Contudo, a história também é feita de resistências. As lutas feministas, os coletivos de mulheres e o empenho de setores comprometidos têm arrancado conquistas, ainda que insuficientes diante da dimensão do problema. Um exemplo desse esforço é a criação do Batalhão de Policiamento de Proteção à Mulher, sob o comando da tenente-coronel Roseli de Santana Ramos, que foi palestrante no seminário “Vozes que Protegem!”, realizado nesta quinta-feira, dia 14 de agosto, no Centro de Cultura de Porto Seguro. O Batalhão reforça a ideia de que a proteção das mulheres exige mais do que repressão: demanda escuta, acolhimento e redes de cuidado.

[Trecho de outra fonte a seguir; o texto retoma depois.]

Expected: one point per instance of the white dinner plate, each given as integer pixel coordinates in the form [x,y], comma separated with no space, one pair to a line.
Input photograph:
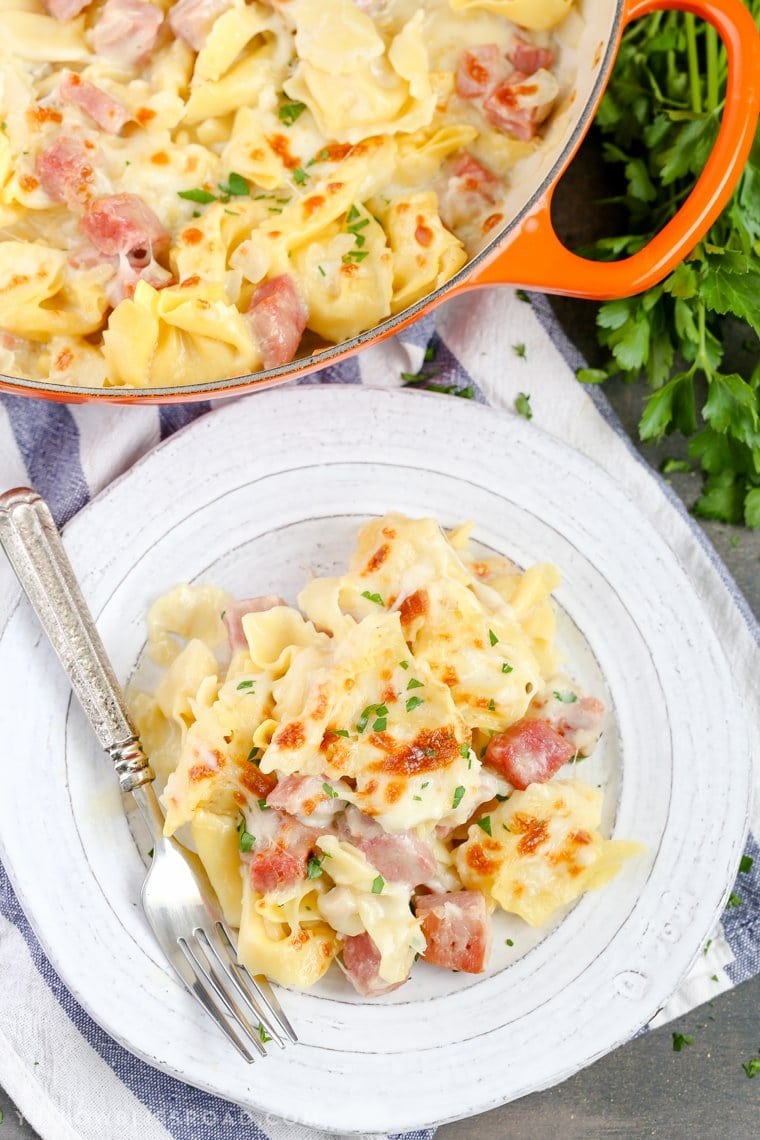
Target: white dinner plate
[253,497]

É o segundo do tipo no Brasil, sediado em Salvador, mas com atuação em todo o Estado, o que sinaliza uma tentativa de resposta institucional ao cenário de violência.
Em geral, dentro das ações desenvolvidas no Mês Lilás, ganha força a reivindicação por uma Delegacia Especializada de Atendimento à Mulher (DEAM) que funcione 24 horas por dia, 7 dias por semana, com agentes mulheres no atendimento, condição indispensável para que vítimas encontrem coragem e segurança ao denunciar. Estão também o fortalecimento das Rondas Maria da Penha, que reforçam o policiamento ostensivo voltado à prevenção da violência contra a mulher. Mais do que proteger vítimas já ameaçadas, essas iniciativas buscam desarticular ciclos de violência antes que se tornem irreversíveis. Elas também trazem à tona uma verdade muitas vezes invisibilizada: a violência doméstica não escolhe classe social ou raça. Atinge tanto mulheres pobres quanto ricas, negras ou brancas, evidenciando que o machismo estrutural se infiltra em todas as camadas da sociedade.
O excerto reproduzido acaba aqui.